Armagnac: How US tariff relief poses long-term questions

“When I heard the news on December 30, I was very anxious because it was not good news at all, and it was a shame because our sales were going very well despite the pandemic,” says Lesgourgues.

“We’re now praying that it won’t just be for four or six months, but forever. When I heard the news about the deal between the UK and US I was hopeful that the EU would go in the same direction.”

In 2000 Lesgourgues’ father bought out their distributor in New York, which has provided the company with a much more flexible and adaptable approach in the US. Lesgourgues adds: “We are very fortunate to have our own subsidiary in New York and so we were at a huge advantage to other brands because we held immediate talks and didn’t have any orders cancelled.

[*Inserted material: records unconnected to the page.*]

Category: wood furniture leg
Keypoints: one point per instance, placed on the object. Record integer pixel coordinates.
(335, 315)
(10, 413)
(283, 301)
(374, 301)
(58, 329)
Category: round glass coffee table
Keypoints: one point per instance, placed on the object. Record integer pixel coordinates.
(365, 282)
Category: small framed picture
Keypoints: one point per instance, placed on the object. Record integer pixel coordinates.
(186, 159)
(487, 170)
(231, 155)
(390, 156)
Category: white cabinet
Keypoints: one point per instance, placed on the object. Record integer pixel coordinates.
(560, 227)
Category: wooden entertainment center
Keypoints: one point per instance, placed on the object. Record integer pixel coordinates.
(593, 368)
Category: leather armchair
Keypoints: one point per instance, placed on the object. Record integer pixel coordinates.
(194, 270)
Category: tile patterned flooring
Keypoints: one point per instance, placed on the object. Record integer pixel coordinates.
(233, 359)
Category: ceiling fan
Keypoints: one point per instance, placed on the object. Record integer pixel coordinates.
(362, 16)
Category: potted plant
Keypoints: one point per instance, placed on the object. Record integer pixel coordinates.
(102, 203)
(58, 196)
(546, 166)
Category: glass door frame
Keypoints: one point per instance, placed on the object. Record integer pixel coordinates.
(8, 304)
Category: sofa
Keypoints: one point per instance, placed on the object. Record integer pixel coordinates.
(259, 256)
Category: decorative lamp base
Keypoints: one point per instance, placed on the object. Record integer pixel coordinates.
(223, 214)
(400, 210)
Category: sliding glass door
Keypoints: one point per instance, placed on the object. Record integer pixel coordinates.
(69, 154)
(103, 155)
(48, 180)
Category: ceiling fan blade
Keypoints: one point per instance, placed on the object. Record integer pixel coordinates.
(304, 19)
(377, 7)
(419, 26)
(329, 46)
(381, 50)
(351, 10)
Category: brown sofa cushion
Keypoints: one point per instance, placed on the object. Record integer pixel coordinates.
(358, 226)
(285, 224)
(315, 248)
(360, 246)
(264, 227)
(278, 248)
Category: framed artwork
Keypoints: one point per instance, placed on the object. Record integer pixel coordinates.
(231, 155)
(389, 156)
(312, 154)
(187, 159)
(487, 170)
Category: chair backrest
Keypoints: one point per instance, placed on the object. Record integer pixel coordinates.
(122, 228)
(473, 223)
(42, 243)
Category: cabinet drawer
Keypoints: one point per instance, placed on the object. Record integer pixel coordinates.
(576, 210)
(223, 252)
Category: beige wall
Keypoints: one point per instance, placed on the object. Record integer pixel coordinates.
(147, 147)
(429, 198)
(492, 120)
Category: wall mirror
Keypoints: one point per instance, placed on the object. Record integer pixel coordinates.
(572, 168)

In the long run it would have been a real problem for us having the added 25%, but we were able to limit the impact.

“In the US we’ve actually seen a 43% increase in total sales in 2020 on the previous year, boosted by off-trade of course, which we’ve never seen before – the brandy category in the US is doing well right now.”

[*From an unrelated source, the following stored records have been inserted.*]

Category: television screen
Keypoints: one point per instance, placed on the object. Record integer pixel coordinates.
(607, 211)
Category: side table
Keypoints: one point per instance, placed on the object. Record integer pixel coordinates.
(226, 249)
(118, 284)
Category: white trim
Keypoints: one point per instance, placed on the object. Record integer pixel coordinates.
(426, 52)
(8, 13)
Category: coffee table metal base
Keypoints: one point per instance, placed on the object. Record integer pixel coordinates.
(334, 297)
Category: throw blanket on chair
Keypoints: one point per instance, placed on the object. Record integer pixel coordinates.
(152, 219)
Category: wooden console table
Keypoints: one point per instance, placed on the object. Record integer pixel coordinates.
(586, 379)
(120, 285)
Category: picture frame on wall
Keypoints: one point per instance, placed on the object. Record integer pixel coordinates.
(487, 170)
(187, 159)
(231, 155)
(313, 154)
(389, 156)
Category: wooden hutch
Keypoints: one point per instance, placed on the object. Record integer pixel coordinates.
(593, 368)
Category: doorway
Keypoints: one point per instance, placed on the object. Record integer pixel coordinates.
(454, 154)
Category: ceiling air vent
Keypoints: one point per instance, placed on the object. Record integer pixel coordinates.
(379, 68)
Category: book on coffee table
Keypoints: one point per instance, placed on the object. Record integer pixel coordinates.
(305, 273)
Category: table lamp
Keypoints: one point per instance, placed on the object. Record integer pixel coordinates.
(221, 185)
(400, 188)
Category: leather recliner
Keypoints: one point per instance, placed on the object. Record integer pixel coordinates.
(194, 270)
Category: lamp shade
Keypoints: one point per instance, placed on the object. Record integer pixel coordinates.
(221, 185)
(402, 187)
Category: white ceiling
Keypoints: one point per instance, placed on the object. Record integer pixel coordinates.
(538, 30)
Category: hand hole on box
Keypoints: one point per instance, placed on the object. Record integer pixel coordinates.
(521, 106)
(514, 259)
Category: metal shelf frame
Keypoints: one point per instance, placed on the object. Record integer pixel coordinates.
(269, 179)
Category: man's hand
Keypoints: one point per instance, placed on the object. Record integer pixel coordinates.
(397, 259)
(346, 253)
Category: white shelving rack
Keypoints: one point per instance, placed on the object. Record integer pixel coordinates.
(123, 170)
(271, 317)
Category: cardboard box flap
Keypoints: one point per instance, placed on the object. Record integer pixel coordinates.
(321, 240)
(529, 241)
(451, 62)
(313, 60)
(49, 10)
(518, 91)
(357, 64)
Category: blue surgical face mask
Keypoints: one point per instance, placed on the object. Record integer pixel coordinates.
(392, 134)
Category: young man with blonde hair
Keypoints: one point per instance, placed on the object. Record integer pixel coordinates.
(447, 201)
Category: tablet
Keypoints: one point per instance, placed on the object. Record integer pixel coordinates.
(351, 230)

At the other side of the EU’s tug-of-war trade rope is Asia, with China remaining armagnac’s largest export market by volume, ahead of the US. However, China has also endured a similarly strained relationship with Europe over the past few months due to discrepancies over China’s human rights standards getting in the way of positive trade negotiations. President Xi Jinping is now pushing the EU hard to cooperate with China and show it more respect on the global trade map, but many armagnac producers have no time to waste and are looking to strike their own deals in the east as the US tariff spat continues across the Atlantic.

Tobiassen adds: “It is clear that the Biden administration wants to rebuild trade relationships with traditional allies. We [the US] have trust issues with Europe and right now there’s a bidding war between China and the US for rebuilding relationships with Europe and they have to decide what is the safest course.”

Jérôme Castledine, commercial director at Bordeneuve Châteaux & Collections, says: “The past 18 months we’ve had a real focus on Asia and it’s proven really successful. We’ve had the best start to the year we’ve had in a long, long time and it’s certainly not through the domestic market because that’s virtually dead – it’s the exports which are performing well. Volumes are up but also what they’re ordering is changing. “I find that the Asian market is a lot more open to armagnac. They love French products and the more craft they are the better and it’s much easier to work with them than it is with some of the more developed markets, which can feel like a constant battle at times.”


One producer which sees China as a long-term target is Arton in the Haut region. The brand has been under new management since January with second-generation husband and wife team Jean and Lili de Montal taking over the reins from Jean’s father, Patrick.